Following Tuesday’s decision by Sixth Circuit staying the marriage equality ruling in Michigan, Gov. Rick Snyder (R) announced that the 322 couples that legally married Saturday will have their rights suspended as the case proceeds:
After comprehensive legal review of state law and all recent court rulings, we have concluded that same-sex couples were legally married at county clerk offices in the time period between U.S. District Judge Freidman’s [sic] ruling and the 6th U. S. Circuit Court of Appeals temporary stay of that ruling.

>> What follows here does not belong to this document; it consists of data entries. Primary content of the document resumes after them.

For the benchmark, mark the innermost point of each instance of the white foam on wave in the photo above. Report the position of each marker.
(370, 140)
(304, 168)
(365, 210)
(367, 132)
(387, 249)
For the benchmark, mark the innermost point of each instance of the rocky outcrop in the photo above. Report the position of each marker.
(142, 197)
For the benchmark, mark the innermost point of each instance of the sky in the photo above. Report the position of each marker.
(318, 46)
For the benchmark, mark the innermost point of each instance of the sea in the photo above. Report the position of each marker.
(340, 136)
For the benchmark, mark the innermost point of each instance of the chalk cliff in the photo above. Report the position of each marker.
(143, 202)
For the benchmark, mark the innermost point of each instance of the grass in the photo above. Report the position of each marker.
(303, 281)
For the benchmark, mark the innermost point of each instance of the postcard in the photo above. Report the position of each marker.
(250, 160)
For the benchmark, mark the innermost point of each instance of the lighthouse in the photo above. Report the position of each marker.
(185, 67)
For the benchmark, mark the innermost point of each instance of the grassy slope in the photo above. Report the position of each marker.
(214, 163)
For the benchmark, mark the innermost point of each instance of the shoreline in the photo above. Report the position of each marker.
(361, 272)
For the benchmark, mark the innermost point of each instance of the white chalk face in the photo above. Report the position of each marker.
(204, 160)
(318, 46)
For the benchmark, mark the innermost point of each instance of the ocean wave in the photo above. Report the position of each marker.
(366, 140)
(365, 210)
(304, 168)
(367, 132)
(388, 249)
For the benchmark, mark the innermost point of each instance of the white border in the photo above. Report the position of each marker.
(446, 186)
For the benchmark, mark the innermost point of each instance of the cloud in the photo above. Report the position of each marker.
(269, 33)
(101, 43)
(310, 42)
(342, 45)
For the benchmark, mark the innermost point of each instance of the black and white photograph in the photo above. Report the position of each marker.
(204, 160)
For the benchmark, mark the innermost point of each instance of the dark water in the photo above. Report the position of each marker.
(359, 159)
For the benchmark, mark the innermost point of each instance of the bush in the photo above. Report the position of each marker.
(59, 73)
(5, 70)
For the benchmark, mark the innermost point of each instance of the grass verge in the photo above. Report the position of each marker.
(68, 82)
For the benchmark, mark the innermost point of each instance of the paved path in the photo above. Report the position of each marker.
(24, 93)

In accordance with the law, the U.S. Circuit Court’s stay has the effect of suspending the benefits of marriage until further court rulings are issued on this matter. The couples with certificates of marriage from Michigan courthouses last Saturday were legally married and the marriage was valid when entered into. Because the stay brings Michigan law on this issue back into effect, the rights tied to these marriages are suspended until the stay is lifted or Judge Friedman’s decision is upheld on appeal.
The same decision was made in Utah, where over a thousand same-sex couples married before the Supreme Court stayed the marriage equality decision there. The federal government and other states said that they would recognize those Utah marriages even if Utah doesn’t. A similar outcome is likely for Michigan’s marriages.
At least one couple that married in Michigan Saturday also filed their state taxes jointly while the window to marry was still open. It’s unclear if the state will recognize rights that were claimed while the amendment was not enforceable. The ACLU has already been preparing to file legal challenges on behalf of the “suspended” families as it has in Utah.